Os resultados para esta variável revelaram que a posição à esquerda do núcleo
favorece a marca explícita de plural; enquanto a posição à direita do núcleo a
desfavorece. Dessa forma, elementos nominais não nucleares à esquerda do núcleo
apresentam mais variantes explícitas de plural do que elementos não nucleares à direita
do núcleo. Quanto aos núcleos, estes favorecem mais as marcas explícitas se ocuparem
a primeira posição na cadeia sintagmática.
Por fim, quanto às variáveis escolarização e sexo, os resultados revelaram que
indivíduos com mais anos de escolarização apresentam um maior índice de variantes
explícitas.
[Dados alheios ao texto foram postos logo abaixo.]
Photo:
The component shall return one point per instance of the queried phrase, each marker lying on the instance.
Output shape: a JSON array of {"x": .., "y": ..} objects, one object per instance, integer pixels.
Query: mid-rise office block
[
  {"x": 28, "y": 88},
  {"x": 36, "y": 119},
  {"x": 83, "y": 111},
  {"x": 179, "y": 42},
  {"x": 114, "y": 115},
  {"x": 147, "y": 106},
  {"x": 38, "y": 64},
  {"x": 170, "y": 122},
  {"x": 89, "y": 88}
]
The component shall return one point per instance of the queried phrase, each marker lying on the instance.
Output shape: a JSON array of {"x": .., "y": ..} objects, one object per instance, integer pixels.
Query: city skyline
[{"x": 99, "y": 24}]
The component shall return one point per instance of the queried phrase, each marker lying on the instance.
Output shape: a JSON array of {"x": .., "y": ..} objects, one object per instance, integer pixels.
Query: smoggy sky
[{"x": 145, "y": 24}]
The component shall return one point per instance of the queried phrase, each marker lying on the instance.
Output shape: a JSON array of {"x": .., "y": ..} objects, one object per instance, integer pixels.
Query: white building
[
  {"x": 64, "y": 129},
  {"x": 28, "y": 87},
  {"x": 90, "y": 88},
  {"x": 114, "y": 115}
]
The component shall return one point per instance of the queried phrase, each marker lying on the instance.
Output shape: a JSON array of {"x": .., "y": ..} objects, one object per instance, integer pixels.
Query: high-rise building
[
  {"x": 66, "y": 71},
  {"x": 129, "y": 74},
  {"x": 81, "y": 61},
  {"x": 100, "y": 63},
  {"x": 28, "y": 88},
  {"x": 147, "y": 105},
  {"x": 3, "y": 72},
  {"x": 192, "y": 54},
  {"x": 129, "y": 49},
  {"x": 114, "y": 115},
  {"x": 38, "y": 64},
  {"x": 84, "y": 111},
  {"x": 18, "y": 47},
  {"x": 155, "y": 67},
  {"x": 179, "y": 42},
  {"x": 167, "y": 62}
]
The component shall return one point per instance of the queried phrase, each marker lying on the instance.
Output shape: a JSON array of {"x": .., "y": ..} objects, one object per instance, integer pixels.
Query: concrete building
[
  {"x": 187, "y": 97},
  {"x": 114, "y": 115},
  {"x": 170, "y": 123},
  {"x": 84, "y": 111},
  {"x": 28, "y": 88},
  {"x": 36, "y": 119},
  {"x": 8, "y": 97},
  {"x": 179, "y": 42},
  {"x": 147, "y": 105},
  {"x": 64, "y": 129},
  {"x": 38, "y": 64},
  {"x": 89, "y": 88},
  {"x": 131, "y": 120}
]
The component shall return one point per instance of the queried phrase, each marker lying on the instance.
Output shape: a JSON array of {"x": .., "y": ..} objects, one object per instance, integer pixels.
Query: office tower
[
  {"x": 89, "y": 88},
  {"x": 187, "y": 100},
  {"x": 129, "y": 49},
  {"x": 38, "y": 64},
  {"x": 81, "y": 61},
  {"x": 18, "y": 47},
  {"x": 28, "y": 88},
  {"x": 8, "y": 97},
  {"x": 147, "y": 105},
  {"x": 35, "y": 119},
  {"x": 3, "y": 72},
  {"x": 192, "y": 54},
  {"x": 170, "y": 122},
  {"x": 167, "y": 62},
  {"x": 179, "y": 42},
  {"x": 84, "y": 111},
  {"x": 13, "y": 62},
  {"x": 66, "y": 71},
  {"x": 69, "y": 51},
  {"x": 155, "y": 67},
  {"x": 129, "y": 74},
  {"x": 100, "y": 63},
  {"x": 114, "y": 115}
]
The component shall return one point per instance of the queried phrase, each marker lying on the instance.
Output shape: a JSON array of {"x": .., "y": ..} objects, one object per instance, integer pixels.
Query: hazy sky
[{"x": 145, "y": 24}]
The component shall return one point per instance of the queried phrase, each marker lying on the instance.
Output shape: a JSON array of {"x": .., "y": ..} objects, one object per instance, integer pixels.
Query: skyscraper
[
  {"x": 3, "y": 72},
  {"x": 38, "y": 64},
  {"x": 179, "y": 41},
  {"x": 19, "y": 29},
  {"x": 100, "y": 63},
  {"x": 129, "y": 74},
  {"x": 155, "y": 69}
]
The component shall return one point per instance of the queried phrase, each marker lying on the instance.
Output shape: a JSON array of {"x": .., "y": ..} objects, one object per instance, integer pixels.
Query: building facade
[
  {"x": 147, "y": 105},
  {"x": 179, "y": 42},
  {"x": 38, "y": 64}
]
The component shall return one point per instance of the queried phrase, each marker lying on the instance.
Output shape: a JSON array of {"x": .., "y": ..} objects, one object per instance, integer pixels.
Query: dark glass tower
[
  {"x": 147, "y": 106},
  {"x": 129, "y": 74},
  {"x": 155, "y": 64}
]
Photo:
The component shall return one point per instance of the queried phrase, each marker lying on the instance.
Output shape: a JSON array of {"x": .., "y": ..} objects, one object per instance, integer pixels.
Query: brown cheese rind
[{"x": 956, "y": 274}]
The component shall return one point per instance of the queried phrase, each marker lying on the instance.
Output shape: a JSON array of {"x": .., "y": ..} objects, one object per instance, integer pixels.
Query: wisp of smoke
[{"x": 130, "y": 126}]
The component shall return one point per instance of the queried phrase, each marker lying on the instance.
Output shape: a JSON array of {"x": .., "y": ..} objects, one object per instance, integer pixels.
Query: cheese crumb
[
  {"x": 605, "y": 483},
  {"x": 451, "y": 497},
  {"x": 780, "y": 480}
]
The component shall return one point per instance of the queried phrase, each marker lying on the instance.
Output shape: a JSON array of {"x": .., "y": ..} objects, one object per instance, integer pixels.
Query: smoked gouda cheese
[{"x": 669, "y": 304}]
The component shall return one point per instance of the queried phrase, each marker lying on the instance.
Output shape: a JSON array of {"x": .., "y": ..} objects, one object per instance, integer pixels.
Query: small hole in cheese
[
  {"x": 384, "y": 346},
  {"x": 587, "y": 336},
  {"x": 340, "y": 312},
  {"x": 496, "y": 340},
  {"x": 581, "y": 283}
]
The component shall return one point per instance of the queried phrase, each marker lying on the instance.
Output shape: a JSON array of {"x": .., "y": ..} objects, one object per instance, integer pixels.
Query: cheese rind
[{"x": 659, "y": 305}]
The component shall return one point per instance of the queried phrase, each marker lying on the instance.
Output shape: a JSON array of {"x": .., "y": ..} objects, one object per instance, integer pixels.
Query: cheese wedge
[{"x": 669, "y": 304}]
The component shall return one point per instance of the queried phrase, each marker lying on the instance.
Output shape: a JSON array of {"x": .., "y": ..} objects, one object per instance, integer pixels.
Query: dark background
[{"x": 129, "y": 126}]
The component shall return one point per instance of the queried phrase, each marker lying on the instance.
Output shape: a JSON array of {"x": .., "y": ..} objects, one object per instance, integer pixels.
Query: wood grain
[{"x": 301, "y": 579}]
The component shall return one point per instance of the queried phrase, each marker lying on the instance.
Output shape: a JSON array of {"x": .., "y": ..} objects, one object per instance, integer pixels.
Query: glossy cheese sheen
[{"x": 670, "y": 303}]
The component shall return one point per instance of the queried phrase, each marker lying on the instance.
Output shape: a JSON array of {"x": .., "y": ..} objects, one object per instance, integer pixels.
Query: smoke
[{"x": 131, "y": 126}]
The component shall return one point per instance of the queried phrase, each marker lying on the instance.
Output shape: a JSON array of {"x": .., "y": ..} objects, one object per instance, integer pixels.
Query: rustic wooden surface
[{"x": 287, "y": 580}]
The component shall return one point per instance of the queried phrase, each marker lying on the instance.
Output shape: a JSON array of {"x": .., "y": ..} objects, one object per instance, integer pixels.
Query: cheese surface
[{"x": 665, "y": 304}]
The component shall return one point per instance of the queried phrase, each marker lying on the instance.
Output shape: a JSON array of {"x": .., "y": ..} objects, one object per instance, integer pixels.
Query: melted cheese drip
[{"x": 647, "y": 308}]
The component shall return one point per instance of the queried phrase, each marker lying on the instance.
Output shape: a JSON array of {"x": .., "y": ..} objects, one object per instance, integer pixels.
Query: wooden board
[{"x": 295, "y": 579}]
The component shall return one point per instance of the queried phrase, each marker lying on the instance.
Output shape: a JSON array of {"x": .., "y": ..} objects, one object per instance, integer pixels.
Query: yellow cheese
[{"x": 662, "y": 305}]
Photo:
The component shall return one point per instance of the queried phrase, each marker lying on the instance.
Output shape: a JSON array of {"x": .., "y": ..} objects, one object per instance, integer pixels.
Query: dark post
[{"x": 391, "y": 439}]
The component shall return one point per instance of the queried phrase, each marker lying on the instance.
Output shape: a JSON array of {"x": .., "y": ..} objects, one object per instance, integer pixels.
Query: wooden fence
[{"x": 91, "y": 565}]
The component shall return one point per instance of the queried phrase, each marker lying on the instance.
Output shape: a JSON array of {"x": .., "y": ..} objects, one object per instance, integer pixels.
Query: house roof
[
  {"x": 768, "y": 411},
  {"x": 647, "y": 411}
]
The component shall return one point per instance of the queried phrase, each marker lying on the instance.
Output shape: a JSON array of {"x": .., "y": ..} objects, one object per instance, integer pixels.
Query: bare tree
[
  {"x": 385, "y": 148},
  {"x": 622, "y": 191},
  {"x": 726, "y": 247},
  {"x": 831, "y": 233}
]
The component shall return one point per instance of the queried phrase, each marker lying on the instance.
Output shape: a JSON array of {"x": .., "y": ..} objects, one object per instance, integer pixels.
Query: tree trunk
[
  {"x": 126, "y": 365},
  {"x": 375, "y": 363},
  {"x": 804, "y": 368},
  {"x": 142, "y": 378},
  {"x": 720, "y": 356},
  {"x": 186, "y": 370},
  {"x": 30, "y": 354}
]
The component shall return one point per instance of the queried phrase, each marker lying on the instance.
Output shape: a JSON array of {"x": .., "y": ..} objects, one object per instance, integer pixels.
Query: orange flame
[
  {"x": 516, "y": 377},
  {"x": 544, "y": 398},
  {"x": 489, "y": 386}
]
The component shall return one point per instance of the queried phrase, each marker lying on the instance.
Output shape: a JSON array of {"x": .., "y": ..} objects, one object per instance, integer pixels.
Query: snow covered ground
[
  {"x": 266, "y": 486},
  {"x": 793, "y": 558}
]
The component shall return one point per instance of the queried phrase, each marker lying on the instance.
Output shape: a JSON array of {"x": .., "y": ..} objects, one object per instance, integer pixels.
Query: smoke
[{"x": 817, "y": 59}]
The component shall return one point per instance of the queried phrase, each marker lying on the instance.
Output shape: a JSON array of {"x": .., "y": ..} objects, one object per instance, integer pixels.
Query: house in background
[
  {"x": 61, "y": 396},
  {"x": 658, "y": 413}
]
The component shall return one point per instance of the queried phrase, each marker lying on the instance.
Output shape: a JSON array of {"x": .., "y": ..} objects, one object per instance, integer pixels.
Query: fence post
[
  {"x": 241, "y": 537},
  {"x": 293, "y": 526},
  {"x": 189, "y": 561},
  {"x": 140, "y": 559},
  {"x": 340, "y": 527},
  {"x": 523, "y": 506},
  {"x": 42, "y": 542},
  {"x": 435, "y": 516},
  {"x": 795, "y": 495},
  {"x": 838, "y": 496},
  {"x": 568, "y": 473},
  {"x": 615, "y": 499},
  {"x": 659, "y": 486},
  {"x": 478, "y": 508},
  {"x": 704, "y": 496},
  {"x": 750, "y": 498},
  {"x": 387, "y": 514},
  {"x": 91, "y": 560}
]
O mesmo se dá com os indivíduos do sexo feminino. A explicação dada
pelos autores é que os primeiros estão mais expostos à correção gramatical e os
segundos (como outras pesquisas já atestaram) “infringem” menos as regras sociais
estabelecidas, demonstrando maior sensibilidade à norma de prestígio.
Scherre (1988), em seu estudo pioneiro sobre a concordância de número variável
no sintagma nominal, não menciona a alternância nas formas marcadas de palavras com
plural irregular, que tendem a ter a marca realizada, já que são as que ocupam os graus
mais altos de saliência. Na seção que se segue, porém, veremos um estudo que trata
justamente dessa alternância.
1.4. A variação no plural dos nomes em -ão do português brasileiro
Huback (2007) estudou a variação na marcação do plural no português brasileiro,
considerando a alternância de diferentes marcas (excluídos os casos de ausência de
marca) na comunidade de fala de Belo Horizonte. Com relação ao plural das palavras
terminadas em -ão, os resultados da tese apresentados no artigo de Huback (2010),
constatou-se primeiramente que, dentre as três possibilidades de plural para esse grupo
de palavras, o plural em -ões apresenta frequência de tipo4 bastante superior aos demais
plurais (-ãos e -ães), pois pluraliza 97,8% dos itens em -ão, enquanto -ãos pluraliza
1,5% e -ães, 0,7%, conforme a tabela abaixo5:
4 Como veremos mais adiante no capítulo 2, o termo “frequência de tipo” diz respeito à quantidade de itens distintos a que um padrão se aplica. 5 Os dados apresentados na tabela são oriundos de um levantamento feito pela autora no Dicionário Eletrônico Houaiss da Língua Portuguesa (2001).
22
Tipos Número % no grupo -ão singular
-ões 7.260 97,8
-ãos 108 1,5
-ães 48 0,7
Total 7.416 100
Tabela 3: Frequência de tipo de -ões, -ãos, e -ães no Dicionário Eletrônico Houaiss
A análise dos dados coletados através de experimentos que possibilitam a
obtenção de dados rarefeitos na fala espontânea permitiu primeiramente que se
observasse em que direção as migrações de plural aconteciam. A autora constatou então
que os itens etimológicos em -ãos e -ães estavam adotando o plural em -ões; porém, o
contrário (itens etimológicos em -ões adotando -ãos ou -ães) ocorria com pouca
frequência (apenas 6,3%), como é possível ver na tabela abaixo:
Respostas em -ões Respostas em -ãos Respostas em -ães
Plurais
Etim.
N % N % N %
-ões 626/669 93,5 41/669 6,1 02/669 0,2
-ãos 140/361 38,7 206/361 57 15/361 4,1
-ães 37/247 14,9 13/247 5,2 197/247 79,7
Tabela 4: Resultados gerais para migrações de plurais
A partir dessa análise prévia, foi então definida a direção das migrações de
plural: palavras de origem etimológica em -ãos e em -ães estavam migrando para o
grupo de plural em -ões.
A autora retirou, assim, de sua análise os itens cujo plural etimológico era -ões, a
fim de analisar os grupos em que a variação linguística ocorria de forma mais acentuada
(os itens em -ãos e -ães).
Feita essa alteração, três grupos de fatores se mostraram determinantes na
adoção do plural em -ões: faixa etária, origem etimológica, e frequência de ocorrência.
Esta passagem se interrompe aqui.